How the bill would work
Under AB 1643, every court order for child support would automatically count as an application for Title IV-D services. Payments would be routed through the State Disbursement Unit, and the Department of Child Support Services would have to build a confidential online portal to collect contact and employer information and give custodial parents a clear way to opt out, according to Legislative Information. Supporters argue that pushing all orders through the state system from day one would quickly unlock enforcement tools like income withholding, tax intercepts and license actions for families that want help collecting.
Scale and stakes for families
Backers point out that this is not a niche tweak. California has roughly 2 million children in single-parent households and, as reported, about one in four of those children live in poverty. The state also had slightly more than 1 million child support court orders in 2024, with total payments owed near $2.6 billion, according to CalMatters. Supporters say the Department of Child Support Services already processes most collections and distributions statewide, so default enrollment could help shrink unpaid balances that leave kids short on basic needs.

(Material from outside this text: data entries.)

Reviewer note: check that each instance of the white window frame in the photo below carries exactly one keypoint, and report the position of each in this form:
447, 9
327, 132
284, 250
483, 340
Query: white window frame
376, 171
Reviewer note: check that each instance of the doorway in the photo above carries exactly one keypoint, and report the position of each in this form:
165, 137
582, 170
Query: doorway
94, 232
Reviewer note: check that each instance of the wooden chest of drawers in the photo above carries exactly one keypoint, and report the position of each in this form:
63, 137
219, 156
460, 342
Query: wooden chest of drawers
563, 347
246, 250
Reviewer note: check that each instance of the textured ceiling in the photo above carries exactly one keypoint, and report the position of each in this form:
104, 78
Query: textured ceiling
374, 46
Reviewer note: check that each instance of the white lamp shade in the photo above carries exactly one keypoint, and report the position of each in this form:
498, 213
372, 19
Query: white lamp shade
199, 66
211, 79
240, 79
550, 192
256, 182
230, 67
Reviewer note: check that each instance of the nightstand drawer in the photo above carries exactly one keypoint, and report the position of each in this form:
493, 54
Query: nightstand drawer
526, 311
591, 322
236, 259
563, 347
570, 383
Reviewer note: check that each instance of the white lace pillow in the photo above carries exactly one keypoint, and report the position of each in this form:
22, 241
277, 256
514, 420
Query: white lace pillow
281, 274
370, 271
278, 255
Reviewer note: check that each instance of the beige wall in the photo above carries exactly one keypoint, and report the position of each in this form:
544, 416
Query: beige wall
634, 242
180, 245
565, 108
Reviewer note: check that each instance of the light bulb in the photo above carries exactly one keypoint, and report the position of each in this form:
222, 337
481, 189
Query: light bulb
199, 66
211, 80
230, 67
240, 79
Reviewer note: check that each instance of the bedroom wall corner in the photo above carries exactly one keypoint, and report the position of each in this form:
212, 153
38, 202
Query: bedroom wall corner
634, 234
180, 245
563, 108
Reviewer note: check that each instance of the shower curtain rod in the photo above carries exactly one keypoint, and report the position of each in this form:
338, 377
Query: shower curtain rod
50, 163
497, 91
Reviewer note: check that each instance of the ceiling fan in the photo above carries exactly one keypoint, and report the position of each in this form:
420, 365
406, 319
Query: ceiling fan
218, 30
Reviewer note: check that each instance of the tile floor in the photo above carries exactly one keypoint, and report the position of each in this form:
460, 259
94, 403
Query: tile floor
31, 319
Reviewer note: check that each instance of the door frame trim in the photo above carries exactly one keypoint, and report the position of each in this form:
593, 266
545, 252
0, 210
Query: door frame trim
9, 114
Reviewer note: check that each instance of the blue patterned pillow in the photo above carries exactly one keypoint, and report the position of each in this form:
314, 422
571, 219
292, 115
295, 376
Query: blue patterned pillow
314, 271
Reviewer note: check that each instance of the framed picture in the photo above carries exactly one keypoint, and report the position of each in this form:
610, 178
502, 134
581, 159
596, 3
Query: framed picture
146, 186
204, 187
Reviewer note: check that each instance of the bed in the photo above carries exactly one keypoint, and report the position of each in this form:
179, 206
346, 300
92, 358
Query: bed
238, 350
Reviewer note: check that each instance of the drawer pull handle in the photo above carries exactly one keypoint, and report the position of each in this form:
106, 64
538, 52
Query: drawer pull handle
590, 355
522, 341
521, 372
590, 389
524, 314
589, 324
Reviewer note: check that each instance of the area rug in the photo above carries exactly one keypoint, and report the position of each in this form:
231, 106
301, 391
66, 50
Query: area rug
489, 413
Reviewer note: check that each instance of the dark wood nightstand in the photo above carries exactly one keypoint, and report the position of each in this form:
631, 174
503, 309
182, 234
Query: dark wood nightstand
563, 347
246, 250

What lawmakers heard at the hearing
At a March committee hearing, county directors and local agencies lined up behind AB 1643. Dallin Frederickson, who heads Sacramento County’s child support office, told lawmakers that “my department is sending $11 million every month home to families,” and argued that the program is underused and could be a stronger tool against child poverty, according to the hearing transcript. Supporters stressed that switching to an opt-out model would treat child support more like a default safety net while still letting families walk away if they prefer private arrangements.
Opposition and fiscal questions
Critics, including advocates at the Western Center for Law and Poverty, warned that default enrollment could blow up delicate private agreements and effectively “force people into the system.” Some also cautioned that the plan might collide with federal rules on who can be enrolled in Title IV-D child support services. A legislative committee analysis raised practical concerns too. The bill does not yet spell out exactly when or how an obligee would be offered the opt-out, and routing all payments through the State Disbursement Unit could raise administrative costs for local agencies and trigger state-mandated reimbursements, according to the assembly committee analysis.